Frederick Martin Lehman was born on August 7, 1868 in Mecklenburg, Schwerin, Germany. He emigrated to America with his family at the age four, settling in a one-room cabin in Iowa, where he lived most of his childhood. He came to Christ at age 11 and recounts his conversion like this:
One glad morning about eleven o’clock while walking up the country lane, skirted by a wild crabapple grove on the right and an osage fence, with an old white elm gate in a gap at the left, suddenly Heaven let a cornucopia of glory descend on the eleven-year old lad. The wild crabapple grove assumed a heavenly glow and the osage fence an unearthly lustre. That old white elm gate with its sun warped boards gleamed and glowed like silver bars to shut out the world and shut him in with the ’form of the fourth,’ just come into his heart. The weight of conviction was gone and the paeans of joy and praise fell from his lips.

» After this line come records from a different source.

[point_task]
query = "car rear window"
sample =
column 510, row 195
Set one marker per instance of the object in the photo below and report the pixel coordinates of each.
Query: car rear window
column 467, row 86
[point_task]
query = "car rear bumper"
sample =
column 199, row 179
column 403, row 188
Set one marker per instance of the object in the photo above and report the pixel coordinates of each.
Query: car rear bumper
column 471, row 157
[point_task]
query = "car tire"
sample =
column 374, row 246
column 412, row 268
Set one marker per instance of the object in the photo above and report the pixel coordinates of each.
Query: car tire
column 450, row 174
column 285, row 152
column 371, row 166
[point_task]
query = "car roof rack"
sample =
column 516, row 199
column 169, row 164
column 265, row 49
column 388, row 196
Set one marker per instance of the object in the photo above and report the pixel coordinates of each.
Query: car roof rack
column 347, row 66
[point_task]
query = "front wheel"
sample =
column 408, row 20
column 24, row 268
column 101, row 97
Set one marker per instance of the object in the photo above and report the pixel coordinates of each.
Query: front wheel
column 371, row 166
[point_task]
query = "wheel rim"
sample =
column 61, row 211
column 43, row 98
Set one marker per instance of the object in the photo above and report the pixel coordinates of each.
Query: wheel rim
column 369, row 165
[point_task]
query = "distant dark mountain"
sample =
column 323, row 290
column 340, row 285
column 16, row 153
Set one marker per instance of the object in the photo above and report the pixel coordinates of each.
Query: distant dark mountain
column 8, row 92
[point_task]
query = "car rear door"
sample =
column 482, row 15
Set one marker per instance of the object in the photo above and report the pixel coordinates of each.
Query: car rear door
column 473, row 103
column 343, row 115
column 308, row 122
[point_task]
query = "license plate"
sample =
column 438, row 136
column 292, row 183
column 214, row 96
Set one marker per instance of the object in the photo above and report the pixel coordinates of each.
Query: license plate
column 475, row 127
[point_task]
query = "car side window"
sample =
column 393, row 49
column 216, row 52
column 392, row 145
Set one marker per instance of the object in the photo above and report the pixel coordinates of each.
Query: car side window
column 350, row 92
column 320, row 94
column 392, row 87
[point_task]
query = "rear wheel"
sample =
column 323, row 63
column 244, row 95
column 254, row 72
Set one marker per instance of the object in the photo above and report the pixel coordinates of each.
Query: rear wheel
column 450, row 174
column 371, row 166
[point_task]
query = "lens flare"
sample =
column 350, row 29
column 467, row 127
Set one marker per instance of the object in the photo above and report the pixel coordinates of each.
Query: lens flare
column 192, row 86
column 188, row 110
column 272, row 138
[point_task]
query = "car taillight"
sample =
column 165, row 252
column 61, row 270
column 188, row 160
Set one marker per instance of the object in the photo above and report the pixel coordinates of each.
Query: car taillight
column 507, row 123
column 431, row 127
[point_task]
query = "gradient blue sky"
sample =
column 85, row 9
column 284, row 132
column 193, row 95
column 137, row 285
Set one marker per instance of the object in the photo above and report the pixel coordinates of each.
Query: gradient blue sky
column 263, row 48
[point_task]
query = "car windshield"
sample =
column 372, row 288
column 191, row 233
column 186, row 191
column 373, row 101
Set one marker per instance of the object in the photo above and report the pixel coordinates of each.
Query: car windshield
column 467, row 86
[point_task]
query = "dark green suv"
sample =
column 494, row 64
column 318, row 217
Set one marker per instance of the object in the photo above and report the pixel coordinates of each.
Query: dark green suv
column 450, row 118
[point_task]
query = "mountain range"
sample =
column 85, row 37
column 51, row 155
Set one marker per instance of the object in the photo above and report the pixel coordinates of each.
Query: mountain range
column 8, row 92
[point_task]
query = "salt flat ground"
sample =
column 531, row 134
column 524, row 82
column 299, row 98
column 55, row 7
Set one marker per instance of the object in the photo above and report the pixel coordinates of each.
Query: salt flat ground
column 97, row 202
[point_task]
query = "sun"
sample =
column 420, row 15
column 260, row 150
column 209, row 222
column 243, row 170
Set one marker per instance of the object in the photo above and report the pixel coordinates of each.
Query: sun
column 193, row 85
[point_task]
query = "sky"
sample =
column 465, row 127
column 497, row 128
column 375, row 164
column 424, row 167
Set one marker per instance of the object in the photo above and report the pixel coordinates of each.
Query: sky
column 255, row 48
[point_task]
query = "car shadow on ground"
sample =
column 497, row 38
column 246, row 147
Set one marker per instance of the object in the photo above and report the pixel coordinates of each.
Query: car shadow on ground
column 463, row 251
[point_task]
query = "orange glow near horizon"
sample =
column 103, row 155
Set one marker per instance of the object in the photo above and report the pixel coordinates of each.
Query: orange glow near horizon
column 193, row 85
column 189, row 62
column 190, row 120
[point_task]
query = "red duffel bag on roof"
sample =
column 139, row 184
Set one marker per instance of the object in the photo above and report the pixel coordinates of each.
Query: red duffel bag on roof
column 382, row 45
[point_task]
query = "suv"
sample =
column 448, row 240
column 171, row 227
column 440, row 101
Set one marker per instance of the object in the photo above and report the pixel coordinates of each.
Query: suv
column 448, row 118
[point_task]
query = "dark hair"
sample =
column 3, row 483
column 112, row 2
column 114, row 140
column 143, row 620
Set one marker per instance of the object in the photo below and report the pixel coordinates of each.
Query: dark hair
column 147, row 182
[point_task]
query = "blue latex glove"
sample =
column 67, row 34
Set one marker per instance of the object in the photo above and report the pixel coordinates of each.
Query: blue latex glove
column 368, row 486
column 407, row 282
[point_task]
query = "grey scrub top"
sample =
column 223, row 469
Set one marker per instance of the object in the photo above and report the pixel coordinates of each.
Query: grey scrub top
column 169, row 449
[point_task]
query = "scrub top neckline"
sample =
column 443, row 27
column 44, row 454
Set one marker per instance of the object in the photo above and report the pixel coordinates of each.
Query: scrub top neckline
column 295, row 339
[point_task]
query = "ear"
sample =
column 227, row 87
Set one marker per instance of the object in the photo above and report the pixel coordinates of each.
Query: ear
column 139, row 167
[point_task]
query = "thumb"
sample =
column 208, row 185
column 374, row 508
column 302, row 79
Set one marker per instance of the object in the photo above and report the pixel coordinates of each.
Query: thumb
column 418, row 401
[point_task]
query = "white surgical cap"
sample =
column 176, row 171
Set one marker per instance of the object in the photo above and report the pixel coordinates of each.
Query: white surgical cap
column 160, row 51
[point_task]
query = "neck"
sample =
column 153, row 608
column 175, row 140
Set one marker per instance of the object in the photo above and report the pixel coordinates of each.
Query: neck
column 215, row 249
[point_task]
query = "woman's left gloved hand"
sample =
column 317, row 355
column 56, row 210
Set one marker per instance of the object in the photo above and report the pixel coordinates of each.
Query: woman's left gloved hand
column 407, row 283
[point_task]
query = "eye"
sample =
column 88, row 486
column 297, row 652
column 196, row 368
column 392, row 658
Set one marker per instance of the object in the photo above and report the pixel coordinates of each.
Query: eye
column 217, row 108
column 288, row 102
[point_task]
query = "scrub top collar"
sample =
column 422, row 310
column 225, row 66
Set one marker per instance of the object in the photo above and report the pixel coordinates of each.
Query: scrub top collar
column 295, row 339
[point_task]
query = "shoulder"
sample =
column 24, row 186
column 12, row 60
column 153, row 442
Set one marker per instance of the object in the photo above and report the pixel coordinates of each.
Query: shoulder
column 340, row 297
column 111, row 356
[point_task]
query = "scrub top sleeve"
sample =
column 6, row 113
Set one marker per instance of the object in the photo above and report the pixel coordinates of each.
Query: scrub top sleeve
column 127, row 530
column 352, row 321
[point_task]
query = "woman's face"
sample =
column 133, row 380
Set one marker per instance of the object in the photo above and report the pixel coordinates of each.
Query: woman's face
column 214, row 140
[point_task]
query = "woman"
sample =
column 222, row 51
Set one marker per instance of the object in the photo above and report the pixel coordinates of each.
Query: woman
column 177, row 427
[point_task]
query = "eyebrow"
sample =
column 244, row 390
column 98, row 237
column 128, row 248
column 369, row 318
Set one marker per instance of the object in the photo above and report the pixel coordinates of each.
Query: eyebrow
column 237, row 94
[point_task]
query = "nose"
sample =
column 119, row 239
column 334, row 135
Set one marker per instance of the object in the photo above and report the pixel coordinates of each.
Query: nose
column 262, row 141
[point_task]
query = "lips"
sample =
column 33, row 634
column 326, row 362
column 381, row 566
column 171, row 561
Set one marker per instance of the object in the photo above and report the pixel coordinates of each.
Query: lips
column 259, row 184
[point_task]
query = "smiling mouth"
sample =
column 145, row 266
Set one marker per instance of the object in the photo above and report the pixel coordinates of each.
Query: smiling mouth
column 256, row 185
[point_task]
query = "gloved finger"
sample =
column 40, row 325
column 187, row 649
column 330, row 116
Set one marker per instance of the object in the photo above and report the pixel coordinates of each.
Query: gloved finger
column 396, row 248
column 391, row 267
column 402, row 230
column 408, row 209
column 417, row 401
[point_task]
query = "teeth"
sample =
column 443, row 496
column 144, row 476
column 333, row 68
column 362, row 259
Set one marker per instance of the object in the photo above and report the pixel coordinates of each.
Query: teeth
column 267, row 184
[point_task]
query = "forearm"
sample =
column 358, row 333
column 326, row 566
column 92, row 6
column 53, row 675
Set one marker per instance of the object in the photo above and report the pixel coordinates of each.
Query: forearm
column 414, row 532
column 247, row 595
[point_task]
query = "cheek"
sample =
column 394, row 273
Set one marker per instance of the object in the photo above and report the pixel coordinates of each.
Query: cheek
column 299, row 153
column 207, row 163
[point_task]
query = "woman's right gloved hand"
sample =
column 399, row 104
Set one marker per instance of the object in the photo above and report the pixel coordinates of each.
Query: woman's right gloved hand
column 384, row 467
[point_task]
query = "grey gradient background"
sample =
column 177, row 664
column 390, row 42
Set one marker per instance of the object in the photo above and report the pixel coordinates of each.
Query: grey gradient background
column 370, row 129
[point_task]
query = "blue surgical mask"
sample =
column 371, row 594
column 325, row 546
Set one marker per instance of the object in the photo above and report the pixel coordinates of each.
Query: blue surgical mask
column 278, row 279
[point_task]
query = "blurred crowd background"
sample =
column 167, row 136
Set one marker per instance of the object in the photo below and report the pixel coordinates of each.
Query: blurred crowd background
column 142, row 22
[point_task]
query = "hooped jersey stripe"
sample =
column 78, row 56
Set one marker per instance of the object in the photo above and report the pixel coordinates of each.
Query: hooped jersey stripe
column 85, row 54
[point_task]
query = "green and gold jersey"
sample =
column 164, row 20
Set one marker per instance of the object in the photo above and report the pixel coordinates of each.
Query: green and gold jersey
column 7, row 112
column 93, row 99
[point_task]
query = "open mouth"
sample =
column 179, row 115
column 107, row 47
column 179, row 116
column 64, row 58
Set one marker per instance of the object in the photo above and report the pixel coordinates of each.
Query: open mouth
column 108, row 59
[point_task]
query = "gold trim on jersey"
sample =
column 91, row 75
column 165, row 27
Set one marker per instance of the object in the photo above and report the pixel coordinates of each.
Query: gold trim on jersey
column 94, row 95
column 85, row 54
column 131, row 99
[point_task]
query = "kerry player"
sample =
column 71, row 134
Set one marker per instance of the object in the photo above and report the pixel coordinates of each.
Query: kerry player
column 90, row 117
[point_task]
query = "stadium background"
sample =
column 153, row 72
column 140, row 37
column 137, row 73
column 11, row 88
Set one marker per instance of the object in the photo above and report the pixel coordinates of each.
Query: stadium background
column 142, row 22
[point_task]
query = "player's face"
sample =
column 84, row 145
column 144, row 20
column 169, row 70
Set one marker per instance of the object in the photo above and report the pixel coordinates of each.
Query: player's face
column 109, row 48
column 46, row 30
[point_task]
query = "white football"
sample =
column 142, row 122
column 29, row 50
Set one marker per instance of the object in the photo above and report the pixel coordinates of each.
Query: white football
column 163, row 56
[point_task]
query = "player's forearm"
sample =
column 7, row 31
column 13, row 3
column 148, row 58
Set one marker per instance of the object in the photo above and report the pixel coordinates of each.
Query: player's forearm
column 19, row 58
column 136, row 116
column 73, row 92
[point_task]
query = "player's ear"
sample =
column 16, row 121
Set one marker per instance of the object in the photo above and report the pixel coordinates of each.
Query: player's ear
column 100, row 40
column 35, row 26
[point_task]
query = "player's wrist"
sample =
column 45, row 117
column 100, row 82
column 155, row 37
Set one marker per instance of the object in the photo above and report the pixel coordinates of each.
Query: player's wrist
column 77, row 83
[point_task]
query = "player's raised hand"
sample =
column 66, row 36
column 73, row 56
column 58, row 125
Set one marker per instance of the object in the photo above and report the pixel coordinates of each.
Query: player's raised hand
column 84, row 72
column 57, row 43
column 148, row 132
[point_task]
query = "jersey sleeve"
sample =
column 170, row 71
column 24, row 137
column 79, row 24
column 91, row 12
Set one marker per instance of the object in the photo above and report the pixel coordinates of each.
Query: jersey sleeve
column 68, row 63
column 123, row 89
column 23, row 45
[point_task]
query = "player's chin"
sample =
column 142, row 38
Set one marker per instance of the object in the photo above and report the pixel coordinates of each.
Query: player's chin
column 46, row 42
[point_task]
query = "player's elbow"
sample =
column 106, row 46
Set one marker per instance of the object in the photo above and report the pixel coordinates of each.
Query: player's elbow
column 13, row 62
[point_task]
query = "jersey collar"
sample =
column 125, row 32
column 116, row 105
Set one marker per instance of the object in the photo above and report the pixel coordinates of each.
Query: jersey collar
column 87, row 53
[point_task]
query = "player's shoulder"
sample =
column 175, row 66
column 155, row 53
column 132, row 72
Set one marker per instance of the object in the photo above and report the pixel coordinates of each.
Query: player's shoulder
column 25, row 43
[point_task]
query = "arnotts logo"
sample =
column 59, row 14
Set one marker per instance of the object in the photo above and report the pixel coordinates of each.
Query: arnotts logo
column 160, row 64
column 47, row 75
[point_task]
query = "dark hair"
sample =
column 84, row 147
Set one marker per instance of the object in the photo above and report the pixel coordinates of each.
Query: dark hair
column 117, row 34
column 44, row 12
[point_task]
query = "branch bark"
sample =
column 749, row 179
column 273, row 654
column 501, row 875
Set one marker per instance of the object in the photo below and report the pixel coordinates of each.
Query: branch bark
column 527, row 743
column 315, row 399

Lehman would go on at attend Northwestern College in Naperville, Illinois, where he studied to enter the ministry. After graduating, he was a circuit-riding preacher for a time, traveling by horse and buggy between communities. At the age of 27, he received his first pastorate in a Nazarene church in Audubon, Iowa. He would go on to pastor Nazarene churches in Iowa, Indiana, and Missouri, before becoming a music publisher. He wrote his first hymn in 1898 while in Kingsley, Iowa, and this pursuit would continue to occupy much of his life. In 1911, while pastoring in Kansas City, Missouri, he helped found the Nazarene Publishing House. His later years were lived in California, where he died in Pasadena on February 20, 1953. He is buried at Forest Lawn Cemetery, Glendale, California.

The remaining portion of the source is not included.